2025 Sejong Writing Competition

Winning Entries :: Essays :: Adult third place (tie)

Title: O. Cuniculus offers the reader, through exhausted eyes, a Kafkaesque picture of the disposability of the modern individual.

The reader cannot help but fall into the loneliness of the protagonist’s absurd, isolated life. The ending, however, offers an ambiguous hint of redemption. The main character’s, and later his replacement’s, appeals to the apartment doors of their sought-after colleagues provide a window into their internal states. The responseless barrier absorbs the depressed cries, interrogations flowing freely with no expectation of acknowledgement. There is no rebuttal or rejection at the hopelessness of interaction. The man walks away as the rabbit does when released by the owner (“it didn’t make a sound”). (p.11) The urge to appeal has been washed out by the repetition of indifference (“it vanished into the bushes as if it knew what it was supposed to do.”) (p.11). Abandonment is so standard in the modern dystopia Pyun paints that it is accepted without a second thought.
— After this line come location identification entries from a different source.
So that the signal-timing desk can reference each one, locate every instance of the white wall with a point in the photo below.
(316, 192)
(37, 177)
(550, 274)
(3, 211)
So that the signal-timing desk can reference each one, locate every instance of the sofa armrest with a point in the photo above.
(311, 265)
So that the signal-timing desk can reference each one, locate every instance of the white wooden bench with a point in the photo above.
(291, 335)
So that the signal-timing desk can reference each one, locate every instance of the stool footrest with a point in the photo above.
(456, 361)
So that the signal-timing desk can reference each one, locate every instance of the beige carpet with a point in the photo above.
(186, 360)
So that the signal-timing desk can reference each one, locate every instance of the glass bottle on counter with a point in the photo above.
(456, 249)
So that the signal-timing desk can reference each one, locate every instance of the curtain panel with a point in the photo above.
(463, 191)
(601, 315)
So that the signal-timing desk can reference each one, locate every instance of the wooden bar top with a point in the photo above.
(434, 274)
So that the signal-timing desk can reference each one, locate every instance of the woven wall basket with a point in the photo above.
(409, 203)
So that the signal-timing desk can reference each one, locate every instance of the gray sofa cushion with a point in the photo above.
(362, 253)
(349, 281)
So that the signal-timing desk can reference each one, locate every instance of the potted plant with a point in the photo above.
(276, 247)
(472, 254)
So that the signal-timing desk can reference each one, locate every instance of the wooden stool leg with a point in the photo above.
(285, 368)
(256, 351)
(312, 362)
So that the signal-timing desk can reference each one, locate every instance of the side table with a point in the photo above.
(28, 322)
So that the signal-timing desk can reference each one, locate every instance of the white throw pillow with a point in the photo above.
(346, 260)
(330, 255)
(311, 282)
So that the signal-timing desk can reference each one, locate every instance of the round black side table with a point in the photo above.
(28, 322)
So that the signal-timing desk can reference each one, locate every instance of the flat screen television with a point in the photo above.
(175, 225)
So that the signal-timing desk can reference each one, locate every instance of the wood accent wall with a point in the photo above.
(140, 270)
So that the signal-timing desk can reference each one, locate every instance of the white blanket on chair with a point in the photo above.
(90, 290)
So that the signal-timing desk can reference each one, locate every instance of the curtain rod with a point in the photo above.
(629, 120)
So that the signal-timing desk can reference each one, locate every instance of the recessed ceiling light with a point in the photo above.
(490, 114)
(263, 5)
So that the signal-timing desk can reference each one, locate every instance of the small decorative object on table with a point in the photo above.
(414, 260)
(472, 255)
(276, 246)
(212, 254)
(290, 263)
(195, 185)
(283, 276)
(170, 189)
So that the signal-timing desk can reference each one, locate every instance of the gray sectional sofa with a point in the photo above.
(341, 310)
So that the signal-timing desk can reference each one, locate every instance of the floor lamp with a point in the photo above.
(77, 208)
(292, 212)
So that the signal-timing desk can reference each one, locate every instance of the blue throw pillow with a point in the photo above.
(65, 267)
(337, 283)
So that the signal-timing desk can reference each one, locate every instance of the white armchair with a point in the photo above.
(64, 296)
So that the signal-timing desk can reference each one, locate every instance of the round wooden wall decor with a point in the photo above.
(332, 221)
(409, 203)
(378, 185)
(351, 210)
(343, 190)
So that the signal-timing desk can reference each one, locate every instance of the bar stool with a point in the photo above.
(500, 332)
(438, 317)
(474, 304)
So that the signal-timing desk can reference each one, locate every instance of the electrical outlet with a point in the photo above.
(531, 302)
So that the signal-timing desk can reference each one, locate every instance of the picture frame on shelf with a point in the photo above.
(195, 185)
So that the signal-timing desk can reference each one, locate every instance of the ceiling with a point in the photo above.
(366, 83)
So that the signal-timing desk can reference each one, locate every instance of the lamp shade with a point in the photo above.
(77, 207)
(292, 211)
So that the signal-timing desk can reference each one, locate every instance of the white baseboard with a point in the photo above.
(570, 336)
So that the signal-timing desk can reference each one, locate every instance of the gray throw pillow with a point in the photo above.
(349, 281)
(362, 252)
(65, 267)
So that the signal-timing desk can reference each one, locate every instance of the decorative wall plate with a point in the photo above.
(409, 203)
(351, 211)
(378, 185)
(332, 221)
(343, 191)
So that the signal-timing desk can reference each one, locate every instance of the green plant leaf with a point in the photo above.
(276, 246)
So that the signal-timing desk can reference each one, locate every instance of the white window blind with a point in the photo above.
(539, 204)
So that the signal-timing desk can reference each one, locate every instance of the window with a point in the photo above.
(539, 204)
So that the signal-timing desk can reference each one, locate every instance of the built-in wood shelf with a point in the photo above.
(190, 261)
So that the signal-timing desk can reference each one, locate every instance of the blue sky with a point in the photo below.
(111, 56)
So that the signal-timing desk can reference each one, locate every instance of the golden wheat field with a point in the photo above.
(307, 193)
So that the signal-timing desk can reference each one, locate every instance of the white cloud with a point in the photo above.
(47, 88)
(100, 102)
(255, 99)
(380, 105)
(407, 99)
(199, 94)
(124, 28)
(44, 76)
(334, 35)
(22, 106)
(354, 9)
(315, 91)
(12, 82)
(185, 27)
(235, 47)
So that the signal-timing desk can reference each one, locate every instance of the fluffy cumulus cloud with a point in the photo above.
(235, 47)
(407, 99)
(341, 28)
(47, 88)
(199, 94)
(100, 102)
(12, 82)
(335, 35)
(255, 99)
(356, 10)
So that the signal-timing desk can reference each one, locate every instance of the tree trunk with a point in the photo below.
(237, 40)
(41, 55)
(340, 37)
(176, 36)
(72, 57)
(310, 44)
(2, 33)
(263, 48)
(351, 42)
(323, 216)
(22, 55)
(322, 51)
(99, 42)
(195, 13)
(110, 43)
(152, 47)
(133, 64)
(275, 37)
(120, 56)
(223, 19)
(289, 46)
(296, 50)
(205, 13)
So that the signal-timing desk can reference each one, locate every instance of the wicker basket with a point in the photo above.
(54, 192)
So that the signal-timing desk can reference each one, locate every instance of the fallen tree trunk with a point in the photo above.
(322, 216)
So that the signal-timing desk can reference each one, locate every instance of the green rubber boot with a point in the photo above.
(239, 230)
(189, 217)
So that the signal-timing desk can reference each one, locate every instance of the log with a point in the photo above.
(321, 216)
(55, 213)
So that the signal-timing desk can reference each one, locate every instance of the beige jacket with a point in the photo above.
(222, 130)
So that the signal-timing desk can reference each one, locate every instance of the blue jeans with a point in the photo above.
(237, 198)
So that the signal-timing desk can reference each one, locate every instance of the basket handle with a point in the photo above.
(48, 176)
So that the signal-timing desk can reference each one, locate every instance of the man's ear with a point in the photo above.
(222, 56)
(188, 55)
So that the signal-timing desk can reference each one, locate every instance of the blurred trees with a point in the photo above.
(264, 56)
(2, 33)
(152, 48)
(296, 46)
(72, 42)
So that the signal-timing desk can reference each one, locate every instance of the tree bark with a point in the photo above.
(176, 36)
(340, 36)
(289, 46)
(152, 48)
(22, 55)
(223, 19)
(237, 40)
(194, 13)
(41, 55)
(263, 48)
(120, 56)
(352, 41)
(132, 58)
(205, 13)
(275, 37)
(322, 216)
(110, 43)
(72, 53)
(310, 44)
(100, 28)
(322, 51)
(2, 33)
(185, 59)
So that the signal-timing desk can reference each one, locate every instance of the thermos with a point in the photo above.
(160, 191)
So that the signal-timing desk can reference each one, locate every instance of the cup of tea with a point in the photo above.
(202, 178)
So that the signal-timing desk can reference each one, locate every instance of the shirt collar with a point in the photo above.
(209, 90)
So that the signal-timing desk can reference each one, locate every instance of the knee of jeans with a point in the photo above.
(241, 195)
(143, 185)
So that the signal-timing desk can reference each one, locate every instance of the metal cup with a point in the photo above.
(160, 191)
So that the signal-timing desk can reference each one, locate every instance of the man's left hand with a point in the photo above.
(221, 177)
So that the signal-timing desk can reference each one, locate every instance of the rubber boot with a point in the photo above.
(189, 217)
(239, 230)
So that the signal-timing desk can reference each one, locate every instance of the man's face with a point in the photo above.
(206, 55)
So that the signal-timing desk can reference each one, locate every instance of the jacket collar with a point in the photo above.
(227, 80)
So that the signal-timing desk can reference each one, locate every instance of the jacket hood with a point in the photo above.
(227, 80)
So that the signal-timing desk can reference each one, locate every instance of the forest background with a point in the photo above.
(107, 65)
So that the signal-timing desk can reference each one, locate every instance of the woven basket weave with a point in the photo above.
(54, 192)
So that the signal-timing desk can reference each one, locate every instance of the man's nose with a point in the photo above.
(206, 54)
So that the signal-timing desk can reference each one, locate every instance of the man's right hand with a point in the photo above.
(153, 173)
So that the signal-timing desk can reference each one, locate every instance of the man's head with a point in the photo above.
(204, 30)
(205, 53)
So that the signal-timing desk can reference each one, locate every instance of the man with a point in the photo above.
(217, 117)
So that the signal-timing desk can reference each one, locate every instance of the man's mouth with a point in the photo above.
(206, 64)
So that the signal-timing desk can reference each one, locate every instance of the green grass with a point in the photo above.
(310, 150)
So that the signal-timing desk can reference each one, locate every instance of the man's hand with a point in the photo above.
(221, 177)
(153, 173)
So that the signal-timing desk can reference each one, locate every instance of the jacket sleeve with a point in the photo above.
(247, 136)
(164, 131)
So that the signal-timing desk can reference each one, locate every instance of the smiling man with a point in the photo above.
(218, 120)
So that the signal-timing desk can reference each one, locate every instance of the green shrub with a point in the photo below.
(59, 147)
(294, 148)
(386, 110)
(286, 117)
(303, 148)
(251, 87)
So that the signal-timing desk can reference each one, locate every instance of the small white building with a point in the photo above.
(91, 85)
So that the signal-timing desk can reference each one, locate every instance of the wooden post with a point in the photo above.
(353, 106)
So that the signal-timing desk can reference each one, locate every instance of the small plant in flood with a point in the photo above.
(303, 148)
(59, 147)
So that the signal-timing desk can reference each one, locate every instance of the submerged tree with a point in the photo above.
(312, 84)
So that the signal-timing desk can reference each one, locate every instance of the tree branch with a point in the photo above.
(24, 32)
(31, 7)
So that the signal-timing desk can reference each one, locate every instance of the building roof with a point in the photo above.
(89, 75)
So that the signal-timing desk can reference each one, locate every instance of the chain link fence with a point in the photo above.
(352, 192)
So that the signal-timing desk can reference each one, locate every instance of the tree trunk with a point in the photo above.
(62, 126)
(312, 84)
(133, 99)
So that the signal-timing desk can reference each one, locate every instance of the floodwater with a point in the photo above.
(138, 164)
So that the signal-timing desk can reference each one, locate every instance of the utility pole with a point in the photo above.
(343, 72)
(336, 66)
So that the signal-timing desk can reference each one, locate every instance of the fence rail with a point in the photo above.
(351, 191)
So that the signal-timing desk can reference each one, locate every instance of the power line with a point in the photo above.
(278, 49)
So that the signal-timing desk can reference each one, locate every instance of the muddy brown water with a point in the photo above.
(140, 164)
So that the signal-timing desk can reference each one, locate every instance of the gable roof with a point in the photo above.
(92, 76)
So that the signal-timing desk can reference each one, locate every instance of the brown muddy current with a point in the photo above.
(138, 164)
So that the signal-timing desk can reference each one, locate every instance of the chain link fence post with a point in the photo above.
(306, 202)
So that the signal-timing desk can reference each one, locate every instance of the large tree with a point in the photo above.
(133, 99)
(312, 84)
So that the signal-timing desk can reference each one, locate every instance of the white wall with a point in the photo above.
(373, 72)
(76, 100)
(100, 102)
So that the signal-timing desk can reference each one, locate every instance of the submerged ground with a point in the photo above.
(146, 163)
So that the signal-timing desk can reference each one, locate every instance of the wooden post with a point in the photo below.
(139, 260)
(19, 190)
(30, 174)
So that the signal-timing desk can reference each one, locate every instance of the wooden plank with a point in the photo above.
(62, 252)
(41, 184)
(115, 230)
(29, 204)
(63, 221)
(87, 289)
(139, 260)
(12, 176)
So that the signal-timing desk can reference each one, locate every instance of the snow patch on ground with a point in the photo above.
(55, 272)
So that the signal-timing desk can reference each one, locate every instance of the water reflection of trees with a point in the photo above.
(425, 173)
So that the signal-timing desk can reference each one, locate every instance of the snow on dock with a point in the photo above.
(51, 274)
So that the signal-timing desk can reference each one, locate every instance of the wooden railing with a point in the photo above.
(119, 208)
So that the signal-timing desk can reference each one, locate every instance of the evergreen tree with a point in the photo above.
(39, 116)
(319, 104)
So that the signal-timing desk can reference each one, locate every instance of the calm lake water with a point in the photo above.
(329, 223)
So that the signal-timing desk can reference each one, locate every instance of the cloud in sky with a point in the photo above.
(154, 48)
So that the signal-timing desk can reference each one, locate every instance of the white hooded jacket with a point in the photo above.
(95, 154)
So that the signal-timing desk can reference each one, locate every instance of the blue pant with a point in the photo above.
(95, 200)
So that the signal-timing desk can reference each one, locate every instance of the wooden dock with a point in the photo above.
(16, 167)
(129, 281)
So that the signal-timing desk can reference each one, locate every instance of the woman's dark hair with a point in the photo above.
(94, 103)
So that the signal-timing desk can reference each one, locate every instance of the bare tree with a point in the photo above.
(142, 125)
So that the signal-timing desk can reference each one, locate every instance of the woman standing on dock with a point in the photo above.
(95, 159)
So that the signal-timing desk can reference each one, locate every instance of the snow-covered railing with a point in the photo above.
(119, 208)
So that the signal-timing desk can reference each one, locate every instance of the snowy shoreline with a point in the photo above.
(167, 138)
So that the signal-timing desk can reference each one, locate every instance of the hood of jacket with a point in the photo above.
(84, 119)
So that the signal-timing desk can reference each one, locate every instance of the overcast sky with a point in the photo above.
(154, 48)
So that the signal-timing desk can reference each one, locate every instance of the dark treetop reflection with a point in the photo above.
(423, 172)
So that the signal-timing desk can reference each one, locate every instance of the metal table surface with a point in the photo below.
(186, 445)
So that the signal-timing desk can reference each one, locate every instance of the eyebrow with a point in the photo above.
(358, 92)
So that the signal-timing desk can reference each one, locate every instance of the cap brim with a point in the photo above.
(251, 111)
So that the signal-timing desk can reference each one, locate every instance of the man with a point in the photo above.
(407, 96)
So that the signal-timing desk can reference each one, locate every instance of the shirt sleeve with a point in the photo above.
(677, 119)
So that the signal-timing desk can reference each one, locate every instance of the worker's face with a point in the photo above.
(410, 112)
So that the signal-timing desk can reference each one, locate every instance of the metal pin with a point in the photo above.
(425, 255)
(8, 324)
The word “abandon” is used only at the beginning and end of the text, but throughout the story it is clear that everything in this world is temporary and disposable. The short length of the protagonist’s stay is precisely the reason he brings the rabbit home. It also allows him to neglect its care because “he was just going to get rid of it anyway.” (p. 6) The reader may conclude that the temporary workers are regarded in the same way by their workplace.

The writer slices the text with repetitive sequences that stack as neatly as the “towering stack” (p. 3) of papers on the superior’s desk. The work is always the same (“Doing the same work everyday…this routine never varied.”) (p. 2) The knocking on the protagonist’s own door, fifteen minutes after the end of work, repeats systematically every day. The schedule is kept relative to the workday, just as the protagonist adopts his habit of standing and sitting at five intervals daily. His repetition of the ritual even while working at home demonstrates how completely entrenched he is in the daily cycle. He appears to realize his condition more deeply with each subsequent reaction: a laugh, a rap on the head, tears.

This soul-sucking routine combined with the company’s absurd insistence on “any kind of data” lends a strong Kafkaesque tone to the unnamed country. The monotony catches the workers in its wheels, lulls them to sleep with its tireless drone, and spits them out bloody, abandoned and half-mad. Occasionally, a violent scream escapes in full force to battle the deafening drum. A worker “kick[s] on the door, bang[s] on it with his fists, and yell[s]”. (p. 5) A man, an anybody from an apartment in the city, brandishes a knife in a threatening video. The churning continues, and soon forgets the interruption.

Each outburst of violence seeps into the collective mind, deepening a chasm of distrust between neighbors who “hurry to press the button” (p. 7) to close elevator doors to avoid being trapped in with another. The destructive urge stems from isolation and then, once manifested, emphasizes its necessity in the minds of the victimized.

The lack of interaction between individuals is highlighted in the deconstruction of the question and answer form of dialogue. Answers are given to questions that the character knows “no one is going to ask,” (p. 10) and questions of well-being are left unanswered because it seems that the inquirer is “more interested in airing his grievances than in finding him.” (p.11) The only complete dialogues center around work, and the protagonist latches on to even these interactions with an evident desperation (“The man asked the question quickly, because the section leader was already lowering his head to dismiss him… The man was happy to finally be understood.”) (p. 4). Though the majority of his colleagues seem wholly ambivalent to human interaction, the unidentified man at the protagonist’s door suggests that others wish to escape their solitude as well.

The rabbit serves as a placeholder for the relationship the man cannot have, albeit offering only a one-sided one. It asks and answers nothing. It does not impose, but does not contribute. It is a “freeloader,” (p. 1) not a net zero, because to exist in this world is to cost something. It serves as a mirror to our nameless protagonist, who is “captivated” by its eyes before his decay and later grows so uncomfortable by them that he blocks it from his view. It is unintruding, a passive receiver to its owner’s changes of demeanor and will. It attracts annoyance and then hatred from all who possess it. Does it absorb these feelings or reflect them back to the producer? The equilibrium of its weight when it is re-abandoned seems to imply the latter.

If the rabbit’s return to the park is something to bemoan is not clear. When the rabbit is first found, the man chafes “to think such a being had been stranded…for so long that its white fur had turned filthy.” (p. 1) Yet when he abandons his office life, the change that most gratifies him is that he no longer wears a white shirt. One questions, then, whether the dirt and the tomb referred to in the title of the work are truly negative. Since the rabbits abandoned in the parks will “die eventually, on their own,” should one assume the “only wild place left” is the aforementioned repose? (p. 2) Yet these spaces resemble a tomb less than the foul-smelling apartment in which the protagonist fears he could “rot away…undiscovered by anyone.” (p. 7) He likewise sniffs at the door of his missing superior, in case his room has transformed into that final resting place, but in the end, both the superior and himself seem to escape its clutches.